„Das Gute bleibt vor Gott und in den Herzen der Menschen geborgen“

„Eine traurige Stunde“. Dieses von Rektor Prof. Dr. Klaus Müller geäußerte Gefühl zu Beginn des letzten Gottesdienstes in der Dominikanerkirche an Münsters Salzstraße teilten am 12. November mehrere hundert Besucherinnen und Besucher. Denn die 1728 fertig gestellte Kir-che wurde im Beisein von Weihbischof Dr. Stefan Zekorn profaniert, also „entweiht“, und dient künftig anderen Zwecken

Gebäude hält Frage nach Gott offen

„Eine traurige Stunde“. Dieses von Rektor Prof. Dr. Klaus Müller geäußerte Gefühl zu Beginn des letzten Gottesdienstes in der Dominikanerkirche an Münsters Salzstraße teilten am 12. November mehrere hundert Besucherinnen und Besucher. Denn die 1728 fertig gestellte Kirche wurde im Beisein von Weihbischof Dr. Stefan Zekorn profaniert, also „entweiht“, und dient künftig anderen Zwecken.

Auch der Weihbischof gab in der Predigt der Trauer über das Ende der liturgischen Nutzung Raum. Doch sein aufmunterndes Fazit lautete: „Auch wenn dieses Gebäude keine Kirche mehr ist, so bleibt doch all das viele Gute, das hier gelebt wurde, vor Gott und in den Herzen der Menschen geborgen.“ Zekorn beleuchtete Vergangenheit und Zukunft des Gotteshauses. Dessen wechselvolle Geschichte – „eine Profanierung, nach Jahrzehnten die Wiedernutzung, dann die Kriegszerstörung und der langsame Wiederaufbau, und nun die zweite Profanierung" – verband er mit der künftigen Nutzung als Standort für das „Foucaultsche Pendel“, dem der Stadt geschenkten Kunstwerk von Gerhard Richter. „Nicht ist fest. Alles ist relativ“, das zeige die Historie der Kirche. „Interessanterweise wird diese Relativität des Lebens durch Richters Kunstwerk thematisiert und unterstrichen“, interpretierte Zekorn die Idee des Gegenwartkünstlers physikalisch und psychologisch. „Alles bewegt sich, alles ist relativ. Aber zeigen lässt sich diese bewegte Relativität nur durch einen festen Punkt, eben den Aufhängepunkt.“

Genau dieser feste Punkt, der in Zukunft in der Kirchenkuppel das Pendel hält, sei ein Symbol für den Glauben: Auch für das geistliche Haus der Kirche, nämlich für die Menschen, aus denen Christus seine Kirche forme, sei der „Aufhängepunkt“ entscheidend. Jesus Christus biete sich dort als Fixpunkt an, wo rational alles und faktisch vieles relativ sei. Obwohl dieses Gebäude in Zukunft keine Kirche mehr sei, halte doch allein seine Form und vielleicht auch das Kunstwerk von Gerhard Richter die Frage nach Transzendenz und Gott offen.

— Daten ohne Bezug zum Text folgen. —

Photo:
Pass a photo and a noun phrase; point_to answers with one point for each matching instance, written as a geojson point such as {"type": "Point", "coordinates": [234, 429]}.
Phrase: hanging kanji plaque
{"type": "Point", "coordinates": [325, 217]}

Im gut zweistündigen Gottesdienst, in dem viele Besucher stehen mussten, wurde auch Dank gesagt, vor allem Prof. Müller, der als Rektor 18 Jahre lang für die von der Universität genutzte Kirche die Verantwortung trug. Doch auch vielen anderen dankte der Weihbischof, zugleich im Namen von Bischof Felix Genn, der die Urkunde zur Profanierung unterzeichnet hatte: den Professoren, Zelebranten, Predigern, Küstern, allen, die die Kirche gepflegt und geschmückt sowie allen, die hier ihren Glauben gelebt hätten. Nicht umsonst waren mehr als 10.000 „Zehn-Minuten-Andachten“ in mehr als 40 Jahren Markenzeichen der Dominikanerkirche.

Am Ende des Gottesdienstes wurden das Ewige Licht und die Kerzen gelöscht sowie der Altartisch abgedeckt. Schließlich wurde das Allerheiligste, die Schale mit den geweihten Hostien, in einer langen Prozession aus dem nun weltlichen Gebäude durch die Innenstadt zur neuen gottesdienstlichen Heimat der Katholisch-Theologischen Fakultät, in die Lamberti-Kirche, getragen. Prof. Müller schloss die Kirche ab und versiegelte sie danach symbolisch mit gekreuzten Klebebändern. Für ihn und viele „eine traurige Stunde“.